Fewer neurological side effects
Rilpivirine as a single agent also has advantages in terms of side effects: “neurological events” such as headaches or insomnia occurred less frequently. However, the analysis presented by the manufacturer contains a few uncertainties, which is why IQWiG considers there is no proof here, but only an “indication” of a lesser harm with rilpivirine compared to efavirenz.
Based on the overall results on side effects and viral load, the Institute considers that for male patients, there is proof of a considerable added benefit and for female patients a corresponding “indication”.
No proof of added benefit of the fixed combination
In contrast to the single agent, there is no proof of an added benefit for the fixed combination of rilpivirine, emtricitabine and tenofovir. In its dossier the manufacturer did not analyse the available data in a suitable way.

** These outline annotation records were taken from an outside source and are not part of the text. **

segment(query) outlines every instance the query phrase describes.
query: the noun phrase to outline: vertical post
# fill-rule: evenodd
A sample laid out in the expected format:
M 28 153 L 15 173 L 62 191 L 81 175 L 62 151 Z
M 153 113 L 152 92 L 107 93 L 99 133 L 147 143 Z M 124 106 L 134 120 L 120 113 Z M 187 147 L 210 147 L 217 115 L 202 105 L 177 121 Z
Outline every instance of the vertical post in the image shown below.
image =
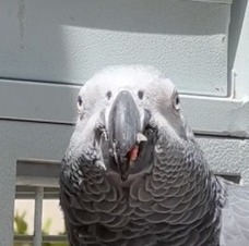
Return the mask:
M 43 242 L 42 220 L 43 220 L 44 187 L 37 187 L 35 193 L 35 222 L 34 222 L 34 246 L 40 246 Z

Subgroup analyses (age, gender, severity of disease etc.) are routinely required in every dossier. However in this case the manufacturer did not carry these out, despite the fact that its dossier refers to the same studies reported in the dossier submitted by the manufacturer of the rilpivirine single agent, in which gender had been identified as an effect modifier. It is, however, precisely under these circumstances that such subgroup analyses are essential. The necessary data that the manufacturer should have analysed in an appropriate manner were indeed available. The pharmaceutical company also gives no reasons why the subgroup analyses were not provided.

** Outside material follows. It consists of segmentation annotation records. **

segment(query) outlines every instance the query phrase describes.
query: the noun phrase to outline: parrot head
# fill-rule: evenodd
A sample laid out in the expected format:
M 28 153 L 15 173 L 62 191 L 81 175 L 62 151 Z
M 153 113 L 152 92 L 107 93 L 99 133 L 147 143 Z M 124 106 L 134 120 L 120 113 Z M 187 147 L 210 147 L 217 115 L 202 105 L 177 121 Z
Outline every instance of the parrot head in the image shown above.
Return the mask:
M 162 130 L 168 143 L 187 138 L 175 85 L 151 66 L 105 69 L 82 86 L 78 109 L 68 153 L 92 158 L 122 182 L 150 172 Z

In addition, the company excluded one study although it contained relevant information. The manufacturer of the single agent product accordingly included this study in its dossier.
In view of these deficiencies, IQWiG considers itself compelled to declare the contents of the dossier as “incomplete”.

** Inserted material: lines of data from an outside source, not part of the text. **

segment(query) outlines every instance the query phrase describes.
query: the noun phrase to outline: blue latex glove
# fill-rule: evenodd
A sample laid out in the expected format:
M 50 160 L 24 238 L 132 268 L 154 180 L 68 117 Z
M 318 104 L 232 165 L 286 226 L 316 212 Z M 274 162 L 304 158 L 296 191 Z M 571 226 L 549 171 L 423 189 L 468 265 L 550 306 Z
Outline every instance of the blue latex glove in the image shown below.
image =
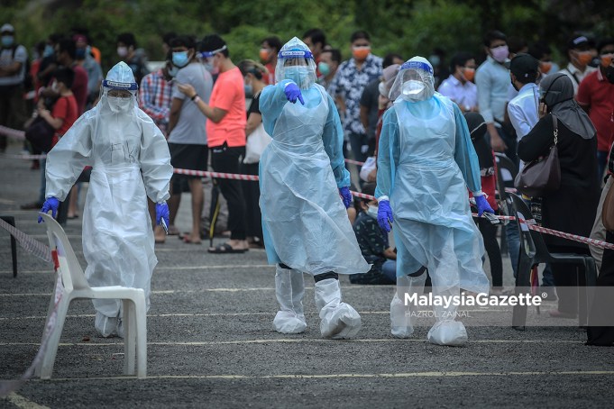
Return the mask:
M 42 204 L 41 213 L 48 213 L 50 210 L 51 217 L 55 219 L 55 216 L 58 214 L 58 206 L 60 206 L 60 200 L 58 200 L 57 197 L 49 197 L 45 200 L 45 203 Z M 39 223 L 41 222 L 42 217 L 39 216 Z
M 300 88 L 298 85 L 293 82 L 289 82 L 283 89 L 284 94 L 286 94 L 286 98 L 292 104 L 297 102 L 297 99 L 300 101 L 302 105 L 305 105 L 303 100 L 303 95 L 300 93 Z
M 339 195 L 344 200 L 345 208 L 349 208 L 352 205 L 352 193 L 350 193 L 350 188 L 348 186 L 339 187 Z
M 488 200 L 484 196 L 475 197 L 475 205 L 478 207 L 478 217 L 481 217 L 484 212 L 494 214 L 495 211 L 492 210 L 490 204 L 489 204 Z
M 392 217 L 392 209 L 390 209 L 390 202 L 382 200 L 378 203 L 378 224 L 384 232 L 390 231 L 390 223 L 394 223 Z
M 170 222 L 169 221 L 169 205 L 166 202 L 156 204 L 156 223 L 160 225 L 162 223 L 162 219 L 164 219 L 164 223 L 168 227 L 169 224 L 170 224 Z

Dossiers are of a widely differing quality
“What is immediately striking in the assessment of rilpivirine, is the widely differing quality of the two dossiers – although the data on which they are based are practically identical”, commented Institute Director Jürgen Windeler. “Whereas one manufacturer has used and suitably processed all the available data, the other has completely excluded one relevant study and has also not properly analysed the two other studies”. The motives remain obscure.
G-BA decides on the extent of added benefit
The dossier assessment is part of the overall procedure for early benefit assessment conducted by the G-BA. After publication of the manufacturer’s dossier and its assessment by IQWiG, the G-BA initiates a formal commenting procedure which provides further information and can result in a change to the benefit assessment. The G-BA then decides on the extent of the added benefit, thus completing the early benefit assessment.
An overview of the results of the two benefit assessments by IQWiG is given by the following extract: rilpivirine (PDF, 541 kB) and rilpivirine/emtricitabine/tenofovir (PDF, 131 kB). You can also find easily understandable and brief German-language information about rilpivirine and rilpivirine/emtricitabine/tenofovir on the website gesundheitsinformation.de, published by IQWiG.
The G-BA website contains both general English-language information about the procedure of benefit assessment pursuant to §35a Social Code Book V and specific German-language information on the assessment of rilpivirine and of rilpivirine/emtricitabine/tenofovir.